Doctors are in the midst of a major review of the causes of heart attacks and strokes – among the most common causes of death worldwide.
For decades, much of the focus has been on cholesterol: statin drugs, prescribed to lower cholesterol, are the most commonly prescribed drugs to prevent heart disease in the UK. But a growing number of researchers say this overlooks another key factor: inflammation, or immune system activity.
This week, research showed that in people taking statins to lower their cholesterol, inflammation is a greater risk factor for heart attacks or strokes than if they still have high cholesterol. “It’s clear that if you don’t start addressing the inflammatory response, you’re never going to beat this disease,” says Paul Ridker at Brigham and Women’s Hospital in Boston, who participated in the research. “It’s no longer a case. it is a proven fact.”
The cholesterol theory is based primarily on large studies that found higher levels of “bad cholesterol” correlated with higher rates of heart attacks.
The other clue was that cholesterol is one of the main components of fatty plaques on artery walls that can restrict blood flow to major organs. Heart attacks and strokes usually occur because such a plaque ruptures, with pieces breaking off and blocking smaller blood vessels downstream.

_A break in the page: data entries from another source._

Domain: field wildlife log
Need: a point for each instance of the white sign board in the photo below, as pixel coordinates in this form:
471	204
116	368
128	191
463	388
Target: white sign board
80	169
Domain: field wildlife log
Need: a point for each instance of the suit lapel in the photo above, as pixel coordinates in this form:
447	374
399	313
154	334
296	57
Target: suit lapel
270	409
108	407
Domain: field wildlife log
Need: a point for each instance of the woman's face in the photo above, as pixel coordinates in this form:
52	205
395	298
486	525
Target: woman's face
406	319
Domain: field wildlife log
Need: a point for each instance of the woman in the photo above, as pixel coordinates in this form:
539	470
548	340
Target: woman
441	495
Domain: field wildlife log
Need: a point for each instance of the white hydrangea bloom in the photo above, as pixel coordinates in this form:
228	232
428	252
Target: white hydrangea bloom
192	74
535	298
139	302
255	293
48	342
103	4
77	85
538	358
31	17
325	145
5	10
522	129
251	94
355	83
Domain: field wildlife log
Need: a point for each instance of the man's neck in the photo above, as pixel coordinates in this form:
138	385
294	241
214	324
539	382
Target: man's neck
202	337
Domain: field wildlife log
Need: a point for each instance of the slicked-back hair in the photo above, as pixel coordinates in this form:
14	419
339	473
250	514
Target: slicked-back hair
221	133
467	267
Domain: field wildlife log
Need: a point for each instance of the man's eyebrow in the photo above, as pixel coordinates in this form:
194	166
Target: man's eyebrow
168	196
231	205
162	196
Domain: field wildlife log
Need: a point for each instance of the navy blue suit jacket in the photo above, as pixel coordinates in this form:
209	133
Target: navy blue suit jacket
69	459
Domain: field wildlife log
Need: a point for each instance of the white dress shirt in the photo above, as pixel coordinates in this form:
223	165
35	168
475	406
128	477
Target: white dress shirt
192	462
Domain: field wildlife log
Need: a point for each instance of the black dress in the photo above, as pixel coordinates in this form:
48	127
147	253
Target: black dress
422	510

Once this was understood, cholesterol-lowering statins became one of the most common drugs used. More than 200 million people worldwide take a statin – either because they have survived a heart attack or stroke or because they are thought to be at risk of one. Several large trials have found statins to be very effective in reducing heart attacks, bolstering the cholesterol theory of heart disease.
So where does the inflammation come in? The revised idea is that these plaques are not just inert blockages, but are alive with the activity of immune cells. Animal studies have shown that plaques that are more inflamed are more likely to burst and release deadly fragments into the bloodstream. And recent evidence suggests that statins may work by reducing inflammation as well as lowering cholesterol.
Despite growing evidence of the importance of inflammation, it has so far not translated into new ways to prevent or treat cardiovascular disease. But that may be about to change.
Ridker’s team analyzed data from three large trials that each looked at a different treatment aimed at reducing heart attacks and strokes in people taking statins.
The results for these treatments are not relevant here. At the start of the trials, the participants’ blood was subjected to a series of tests, including cholesterol and a compound characteristic of inflammation, called C-reactive protein (CRP).
All three trials found that high CRP was associated with more deaths from cardiovascular disease than high cholesterol. People in the quarter of participants with the highest CRP had a 268 percent higher risk than the quarter with the lowest. By comparison, high cholesterol increased the risk by only 27%.
Knowing that inflammation is part of the disease process is of little use unless we can do something about it. But in recent years, several drugs designed to do just that have been tested.
One of the most promising is a plant compound called colchicine, which is already used to reduce inflammation in people with gout. Two recent randomized trials showed that colchicine also reduced strokes and heart attacks by about 30 percent, a similar amount to statins.
Colchicine is not licensed for the prevention of cardiovascular disease outside of Canada, although it was considered an option in the European Society of Cardiology guidelines in 2021. If a similar body were to recommend it in the UK, doctors could prescribe it “off-label”, says Nilesh Samani from the University of Leicester, who was not involved in the latest study.
One caveat is that people who have had a heart attack or stroke may already be taking multiple pills, and the more drugs someone takes, the more likely they are to interact with each other and cause side effects – not to mention the inconvenience for patients.
However, there is growing evidence that to prevent heart disease and stroke, doctors need to give the same importance to treating inflammation as they do cholesterol. “It’s not one-or–it’s both,” says Jean-Claude Tardif at the Montreal Heart Institute in Canada, who participated in one of the colchicine trials.
“Often in science, it’s a series of incremental steps that eventually lead to a sea change. This document brought it to the fore.”